Bank Dunia memprediksi bahwa 8 tahun lagi, sekitar 68 persen penduduk Indonesia akan tinggal di perkotaan. Dengan meningkatnya jumlah penduduk kota di lahan yang terbatas, peningkatan kepadatan adalah satu-satunya cara agar sebuah kota tetap layak huni dan berkelanjutan baik bagi warga, pemerintah dan kalangan pengusaha.

Kepadatan dan penataan yang baik membuat ruang-ruang publik jadi lebih terjamin dan pelayanan pemerintah juga bisa berjalan lancar. Intensitas kegiatan berusaha pun bisa menjadi lebih efektif dan tumbuh baik dengan pendeknya jarak serta lancarnya mobilitas. Untuk mewujudkan kondisi ideal tersebut, banyak kebijakan pembangunan yang perlu dilihat ulang dan ditingkatkan.

Salah satu kebijakan yang penting untuk ditingkatkan agar bisa menjawab tantangan penataan kota di masa depan adalah sistem perlindungan terhadap kebakaran.

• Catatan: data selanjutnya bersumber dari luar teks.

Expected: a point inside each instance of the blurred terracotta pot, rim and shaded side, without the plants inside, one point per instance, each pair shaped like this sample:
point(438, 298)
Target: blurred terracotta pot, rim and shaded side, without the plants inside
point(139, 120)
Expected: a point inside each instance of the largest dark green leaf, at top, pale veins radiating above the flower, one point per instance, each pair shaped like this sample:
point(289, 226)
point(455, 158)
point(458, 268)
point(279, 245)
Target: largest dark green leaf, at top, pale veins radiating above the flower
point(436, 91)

Proses proteksi kebakaran yang ada saat ini masih perlu dikembangkan agar tak hanya menjamin keamanan namun juga mampu mengakomodasi inovasi-inovasi dalam bidang perencanaan dan pembangunan kota yang lebih kompleks dan padat.

Jakarta Property Institute (JPI) akan memfasilitasi pembuatan kelompok kerja (pokja) yang terdiri dari pemangku kepentingan dari berbagai macam bidang keilmuan untuk dapat duduk bersama. Pokja ini akan mengumpulkan masukan dan menginisiasi kebijakan yang akan mendukung kinerja kota yang ekonomis dan menumbuhkan ruang-ruang untuk inovasi.


Purpose

Indonesia, sebagai negara yang rentan bencana, sudah sepatutnya memiliki standar proteksi kebakaran tingkat nasional. Pokja ini adalah langkah pertama untuk membuat standar proteksi pertama tingkat daerah, yang bisa menjadi contoh untuk daerah lain. Standar ini juga bisa mendasari pembuatan standar tingkat nasional.

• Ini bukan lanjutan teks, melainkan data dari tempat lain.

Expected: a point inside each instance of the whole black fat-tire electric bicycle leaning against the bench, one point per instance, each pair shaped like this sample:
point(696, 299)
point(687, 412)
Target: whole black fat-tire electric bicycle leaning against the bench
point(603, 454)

Pembentukan pokja bertujuan untuk:

  • Mengumpulkan masukan dari berbagai pihak yang akan digunakan untuk memformulasikan standar tersebut. Standar ini mencakup rekomendasi terkait penyediaan infrastruktur, teknologi, dan pelayanan dari kota.
  • Mengantisipasi segala perubahan dan dinamika pada bangunan menengah sampai tinggi dan fasilitas-fasilitas publik.